「引越しの見積書」は、引越し当日に業者が行う作業内容と金額を示した書類です。契約書とは異なり、提示された段階で断ってもキャンセル料はかかりません。しかし、書面の名称や作業人数など、細部まで確認しないと、引越し当日に追加料金が発生し、思わぬトラブルに見舞われる可能性があります。
今回は引越しの見積書で確認すべき項目について、注意点や引越し当日に追加料金の支払を回避する方法を含めて解説します。
引越しの見積書で必ず確認すべき項目10選
引越しの見積書は業者によってフォーマットが異なるものの、全日本トラック協会の「標準見積書」を参考に荷物量や新居の情報などを確認したうえで作成します。料金や家財品目といった項目がありますが、契約後トラブルが発生しないように必ず確認すべき項目は下記の10点です。
引越しの見積書で必ず確認すべき10項目
1.書面の名称に「契約書」が含まれていないか
引越し業者から見積書を受け取った後は安易にサインを書かず、書面に「契約書」と記載されていないか確認をしましょう。基本的に見積書と契約書は別で作成しますが、業者によっては「見積書兼契約書」を提示するケースがあります。

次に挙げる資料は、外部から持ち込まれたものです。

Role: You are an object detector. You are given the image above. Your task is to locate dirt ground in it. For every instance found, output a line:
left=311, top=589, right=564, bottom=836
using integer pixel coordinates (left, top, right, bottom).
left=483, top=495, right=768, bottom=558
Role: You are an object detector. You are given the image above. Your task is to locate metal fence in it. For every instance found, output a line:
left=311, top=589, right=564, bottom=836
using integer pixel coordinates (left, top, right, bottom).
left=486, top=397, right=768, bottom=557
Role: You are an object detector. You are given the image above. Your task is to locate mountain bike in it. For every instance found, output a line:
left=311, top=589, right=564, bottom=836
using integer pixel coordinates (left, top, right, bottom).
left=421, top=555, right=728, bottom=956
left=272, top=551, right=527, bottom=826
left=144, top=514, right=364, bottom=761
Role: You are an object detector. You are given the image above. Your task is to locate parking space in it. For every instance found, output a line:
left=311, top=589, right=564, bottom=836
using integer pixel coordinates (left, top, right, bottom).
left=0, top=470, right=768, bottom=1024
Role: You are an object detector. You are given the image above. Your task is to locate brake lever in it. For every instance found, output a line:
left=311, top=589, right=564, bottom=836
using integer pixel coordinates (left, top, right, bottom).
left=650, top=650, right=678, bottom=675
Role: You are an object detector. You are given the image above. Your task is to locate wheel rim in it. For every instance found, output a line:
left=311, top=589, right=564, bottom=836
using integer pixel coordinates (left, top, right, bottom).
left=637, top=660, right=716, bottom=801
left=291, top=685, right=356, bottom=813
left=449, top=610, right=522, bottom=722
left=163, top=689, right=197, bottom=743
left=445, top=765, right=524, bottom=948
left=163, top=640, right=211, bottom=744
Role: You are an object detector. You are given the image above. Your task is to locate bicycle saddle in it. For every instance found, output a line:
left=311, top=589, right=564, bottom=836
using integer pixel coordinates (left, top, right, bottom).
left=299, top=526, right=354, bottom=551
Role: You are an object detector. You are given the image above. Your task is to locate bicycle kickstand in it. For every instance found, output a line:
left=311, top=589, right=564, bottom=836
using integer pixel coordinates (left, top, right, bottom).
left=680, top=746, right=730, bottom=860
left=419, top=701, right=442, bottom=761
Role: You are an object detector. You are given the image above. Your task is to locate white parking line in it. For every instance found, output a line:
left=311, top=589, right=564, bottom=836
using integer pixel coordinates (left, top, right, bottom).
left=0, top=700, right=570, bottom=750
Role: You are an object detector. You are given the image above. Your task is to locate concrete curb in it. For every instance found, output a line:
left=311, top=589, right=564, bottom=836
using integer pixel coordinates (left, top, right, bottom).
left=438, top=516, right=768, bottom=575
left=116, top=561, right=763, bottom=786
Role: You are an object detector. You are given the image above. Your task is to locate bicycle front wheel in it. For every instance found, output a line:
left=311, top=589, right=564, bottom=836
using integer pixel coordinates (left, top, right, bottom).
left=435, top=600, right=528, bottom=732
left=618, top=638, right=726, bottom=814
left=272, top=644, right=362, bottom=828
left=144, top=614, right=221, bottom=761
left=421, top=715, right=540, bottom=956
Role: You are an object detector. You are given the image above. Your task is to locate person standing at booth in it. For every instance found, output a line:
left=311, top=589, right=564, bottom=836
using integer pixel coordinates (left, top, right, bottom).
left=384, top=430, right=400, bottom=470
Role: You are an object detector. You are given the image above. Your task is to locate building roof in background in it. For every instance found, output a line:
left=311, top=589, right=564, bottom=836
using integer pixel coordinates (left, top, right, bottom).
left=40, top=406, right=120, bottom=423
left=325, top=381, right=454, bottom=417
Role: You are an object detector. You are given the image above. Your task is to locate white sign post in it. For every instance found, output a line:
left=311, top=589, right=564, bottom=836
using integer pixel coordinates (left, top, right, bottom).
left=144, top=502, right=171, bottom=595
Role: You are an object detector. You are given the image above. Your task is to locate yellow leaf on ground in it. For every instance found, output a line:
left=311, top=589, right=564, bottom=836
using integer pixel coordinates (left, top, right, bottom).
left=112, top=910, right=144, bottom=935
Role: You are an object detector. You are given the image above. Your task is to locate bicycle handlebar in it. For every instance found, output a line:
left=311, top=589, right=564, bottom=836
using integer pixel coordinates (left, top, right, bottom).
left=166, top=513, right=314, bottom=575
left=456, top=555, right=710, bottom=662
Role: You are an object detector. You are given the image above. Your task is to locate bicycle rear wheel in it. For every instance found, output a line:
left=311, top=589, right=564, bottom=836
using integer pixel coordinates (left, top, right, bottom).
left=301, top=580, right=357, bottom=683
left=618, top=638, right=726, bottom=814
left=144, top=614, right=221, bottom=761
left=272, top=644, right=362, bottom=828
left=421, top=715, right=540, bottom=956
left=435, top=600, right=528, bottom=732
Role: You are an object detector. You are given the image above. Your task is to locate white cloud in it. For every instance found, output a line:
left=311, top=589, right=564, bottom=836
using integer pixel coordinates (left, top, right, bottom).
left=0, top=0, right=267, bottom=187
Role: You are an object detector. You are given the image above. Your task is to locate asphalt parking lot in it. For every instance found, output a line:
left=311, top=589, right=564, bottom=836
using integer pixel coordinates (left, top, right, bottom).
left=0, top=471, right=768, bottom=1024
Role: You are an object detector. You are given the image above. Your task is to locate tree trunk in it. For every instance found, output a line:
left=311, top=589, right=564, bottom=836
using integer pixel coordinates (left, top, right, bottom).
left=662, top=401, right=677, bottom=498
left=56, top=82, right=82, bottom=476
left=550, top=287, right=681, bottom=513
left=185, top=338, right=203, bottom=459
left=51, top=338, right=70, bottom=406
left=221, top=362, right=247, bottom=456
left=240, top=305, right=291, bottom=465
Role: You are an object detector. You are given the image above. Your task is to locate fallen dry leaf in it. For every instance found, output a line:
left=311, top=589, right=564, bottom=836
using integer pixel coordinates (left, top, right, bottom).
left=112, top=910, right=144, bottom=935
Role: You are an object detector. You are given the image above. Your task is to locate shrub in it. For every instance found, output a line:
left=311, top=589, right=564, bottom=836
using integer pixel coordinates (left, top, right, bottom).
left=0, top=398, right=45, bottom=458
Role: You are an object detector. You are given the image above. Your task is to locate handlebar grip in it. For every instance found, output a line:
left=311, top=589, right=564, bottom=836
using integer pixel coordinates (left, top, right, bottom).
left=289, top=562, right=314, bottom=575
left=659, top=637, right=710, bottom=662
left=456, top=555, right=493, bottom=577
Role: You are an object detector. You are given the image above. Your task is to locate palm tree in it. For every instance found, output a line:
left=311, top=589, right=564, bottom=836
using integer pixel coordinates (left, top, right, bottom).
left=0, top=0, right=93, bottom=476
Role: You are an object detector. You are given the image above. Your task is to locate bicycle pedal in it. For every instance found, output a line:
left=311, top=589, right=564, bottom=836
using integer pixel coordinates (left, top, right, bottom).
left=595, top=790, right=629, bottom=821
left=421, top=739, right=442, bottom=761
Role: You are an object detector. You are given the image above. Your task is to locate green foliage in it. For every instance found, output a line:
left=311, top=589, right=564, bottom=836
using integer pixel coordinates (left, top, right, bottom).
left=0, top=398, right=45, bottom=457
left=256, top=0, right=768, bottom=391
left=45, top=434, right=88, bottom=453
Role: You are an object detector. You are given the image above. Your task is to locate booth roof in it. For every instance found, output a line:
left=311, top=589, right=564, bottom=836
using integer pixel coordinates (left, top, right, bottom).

「契約書」と文言が記載されていると引越しをキャンセルする際、タイミングによってはキャンセル料がかかる場合があるので、注意が必要です。
2.引越し業者の会社名・連絡先・担当者名
引越し業者の社名や住所、電話番号、担当者名は必ず確認しておきましょう。見積書の内容について不明点があったり、引越し当日に持っていく荷物が増えてしまったなど、何か問題が発生したとき、担当者に問い合わせができるようにするためです。
3.引越しの日時
「引渡日」や「梱包日」、「開梱日」など、引越しの日にちや作業開始時刻の確認も大切です。業者によって異なりますが、引越しの時間帯は下記のとおりに分かれています。
希望の時間帯 | メリット | デメリット |
午前便 | ・早く引越し作業が終わる
・その日のうちに荷解きを終わらせられる |
・引越し料金が高くなる
・引越しの予約が集中しやすい |
午後便 | ・午前便より引越し料金が安くなる
・引越しの予約が取りやすい ・午前中に引越しの準備や挨拶の時間を確保できる |
・引越しの開始や完了時間が遅れる可能性がある |
フリー便 | ・午前便や午後便と比べて安くなる(日付けのみ指定できるため)
・引越しの予約が取りやすい |
・引越し当日のスケジュールが立てにくくなる
・夜遅くや深夜に引越し作業が発生する可能性がある ・夜の場合、近隣への配慮が求められる |
その際、繁忙期(2月~4月)や土日祝日、時間帯によって引越し料金は大きく変わります。もし間違いがあれば必ず連絡をしましょう。
4.引越し当日の作業人数
荷造りや開梱など、引越し当日にかかわる作業スタッフの人数も確認しておきましょう。「荷役作業員料」や「人件費」の項目に記載されており、人数によって引越し料金が大きく変わります。またスタッフの人数が少なすぎると、引越し時間がかかってしまうため注意が必要です。
5.トラックのサイズ
引越し業者によっては見積書に運ぶ荷物の量や、手配するトラックのサイズが記載されているのでチェックしましょう。新居へ運ぶ荷物の大きさや作業スタッフの人数によって引越しの見積もりは大きく変わります。トラックの大きさによる積み込める荷物量や、料金相場の目安は下記のとおりです。
トラックのサイズ | 特徴 | 料金相場 |
軽トラック | ・ワンルーム~1K程度の荷物量に対応 ・ダンボールの積載数(10箱~15箱程度) |
約15,000円~ |
ショートトラック(2トン) | ・ワンルーム~2K程度の荷物量に対応 ・ダンボールの積載数(20箱程度) |
約30,000円~ |
ロングトラック(2トン) | ・2K~2DK程度の荷物量に対(二人暮らし向け)
・ダンボールの積載数(20箱~50箱程度) |
約40,000円~ |
3トントラック | ・2K~2DK程度の荷物量に対(二人暮らし向け)
・ダンボールの積載数(20箱~50箱程度) ・ハンガーボックスも積載可能 |
約45,000円~ |
4トントラック | ・2LDK~3K程度の荷物量に対(二人以上の世帯向け)
・ダンボールの積載数(40箱~65箱程度) |
約57,000円~ |
単身者は2トンのショートトラック、2人家族は2トンのロングトラックを使うことが多いですが、現住所や新居周辺でトラックが通れるか、停まって作業できるかどうか確認しましょう。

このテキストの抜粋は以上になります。